With $35 million, Scanadu seeks approval for its medical 'tricorder'
by Stacey Higginbotham @gigastacey
Data is eating the world of medicine, says the CEO of Scanadu. Here’s how’s he’s preparing.
Scanadu, a company that is making a handheld device that measures five vital signs in about 30 seconds, has raised $35 million in a funding round led by China’s Tencent and Fosun International. China Broadband Capital and Iglobe Partners of Singapore also participated, as well as A-round investors Relay Ventures, Redmile Group, Ame Cloud Ventures and Three Leaf Ventures, an affiliate of The Broe Group. Scanadu has raised $49.7 million in funding to date.
For those excited about the future of home health, the big news here isn’t the funding, but that Scanadu’s CEO Walter De Brouwer expects to begin shipping a $199 consumer version of his Scanadu Scout device sometime next year, pending U.S. Food and Drug Administration approval. The company will also ship a urinalysis test, called Scanadu Urine, that lets a consumer urinate on a stick (or dip the stick decorously in a cup) and then snap a picture of the stick from the Scanadu app to get a read on the health of her kidneys and liver. Such a test could prove extra convenient for pregnant women who have to urinate in a cup at every visit to the doctor to ensure the mother and baby’s health are copacetic. That is, if the doctors accept the readings.
The Scanadu urinalysis test.Scanadu
But the FDA approval will go a long way in ensuring that they could. De Brouwer says that the firm will submit the results from an 8,000-user trial to the FDA in the fourth quarter of this year as part of the approval process. Those 8,000 users were the original supporters of Scanadu’s Indiegogo project from 2013, which raised $1.7 million and led to the company’s original $10 million round of funding.
That original venture round introduced De Brouwer to Jerry Yang, the co-founder and former CEO of Yahoo YHOO -0.98% , who helped pave the way for Scanadu to launch in China. That’s why this second funding round was led by large Chinese firms. De Brouwer explained that the Chinese are five years ahead of the U.S. when it comes to mobile health care, and that for the U.S. to catch up we’ll have to adapt to delivering health care in real time through social media channels. (Anyone for a consult via direct message?) Thus Scanadu will be developing products for China in parallel with its U.S. products.
So that’s the big news for Scanadu, and for consumers of home health products. But there’s a much larger story taking place—one that we’re going to see advance rapidly in the next decade, and one for which most businesses don’t seem prepared. The data that companies like Scanadu will unearth and share in digital form will rapidly change the way healthcare operates from pharmaceutical research to insurance payouts.
“The data will eat physiology,” De Brouwer says. “There will be a triple or quadruple Moore’s Law in these things, and it will go through the phone which is the remote control of our world. There will be a few dedicated devices which will be comparable to a [Keurig K-cup] in our world to get a cup of coffee, and that will be it.” Moore’s Law is the idea named for Intel INTC -0.96% co-founder Gordon Moore, that the number of transistors on a chip will double every 18 months. The practical ramifications of this mean that the cost of computing and storage fall by half every 18 months to two years.
In short, thanks to the digitization of health data, better consumer access because of smartphones and FDA-approved apps, and better sensors; we’re going to see the smartphone change healthcare faster than the personal computer changed business and consumer technology. That is huge.

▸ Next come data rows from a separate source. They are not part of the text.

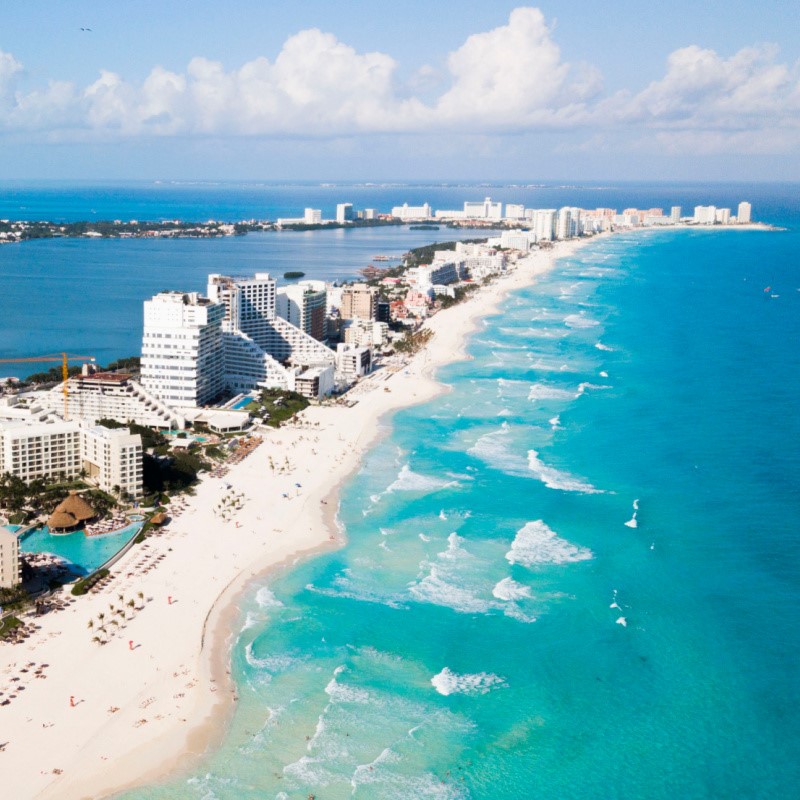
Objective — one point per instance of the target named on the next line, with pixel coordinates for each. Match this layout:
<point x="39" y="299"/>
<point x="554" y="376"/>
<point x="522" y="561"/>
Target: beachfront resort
<point x="213" y="461"/>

Right now, we’re in a transition period because we still need dedicated devices and sensors to bring medical data to our phones. But in a few years, our phones will have the right kinds of sensors built in to handle almost any medical need. If not, you’ll see algorithms take over the task, like they do in the example of Scanadu’s urinalysis test. The only hardware is the disposable stick—analogous to the K-cup—and the smartphone camera; the rest is software. De Brouwer doesn’t look at the business of selling physical devices as permanent. “In the end, it’s all about data,” he says.

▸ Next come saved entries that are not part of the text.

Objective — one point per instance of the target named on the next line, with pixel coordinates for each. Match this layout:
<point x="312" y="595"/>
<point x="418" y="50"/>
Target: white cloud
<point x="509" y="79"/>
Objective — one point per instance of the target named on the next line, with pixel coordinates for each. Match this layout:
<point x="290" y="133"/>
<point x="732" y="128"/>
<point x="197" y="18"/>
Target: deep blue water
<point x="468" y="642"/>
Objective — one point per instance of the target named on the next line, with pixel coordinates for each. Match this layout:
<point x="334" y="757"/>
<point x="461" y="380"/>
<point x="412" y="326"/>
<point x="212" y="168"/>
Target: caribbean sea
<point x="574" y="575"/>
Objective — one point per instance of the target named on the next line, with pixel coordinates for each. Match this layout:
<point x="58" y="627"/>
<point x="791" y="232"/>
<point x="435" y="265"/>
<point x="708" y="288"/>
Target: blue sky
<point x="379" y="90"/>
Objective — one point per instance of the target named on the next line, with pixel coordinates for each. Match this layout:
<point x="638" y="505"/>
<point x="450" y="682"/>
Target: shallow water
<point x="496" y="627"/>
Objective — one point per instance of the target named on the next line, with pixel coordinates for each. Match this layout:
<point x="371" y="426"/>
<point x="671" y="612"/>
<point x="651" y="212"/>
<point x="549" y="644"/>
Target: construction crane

With 8,000 users, the company has 5.6 billion data points and access to medically relevant data for companies as diverse as public health agencies, insurers, and pharmaceutical companies, De Brouwer says. If someone wants a patient population with hypertension, for example, it’s possible that customers of Scanadu that have opted into sharing their information might be able to volunteer for a medical trial. Actuaries could have amazingly accurate data sets. The possibilities are incredibly powerful—especially as the device gets cheaper.
Scanadu appears to be building not just a powerful medical device but a platform of consumer health data that has the potential to interest many industry players. The question isn’t about who else is making these types of devices, but rather who else has the ability to gather this data or the incentive to lock Scanadu out of this personal health data market. When it comes to the Internet of things, the things are just a means to an end. That end is the data.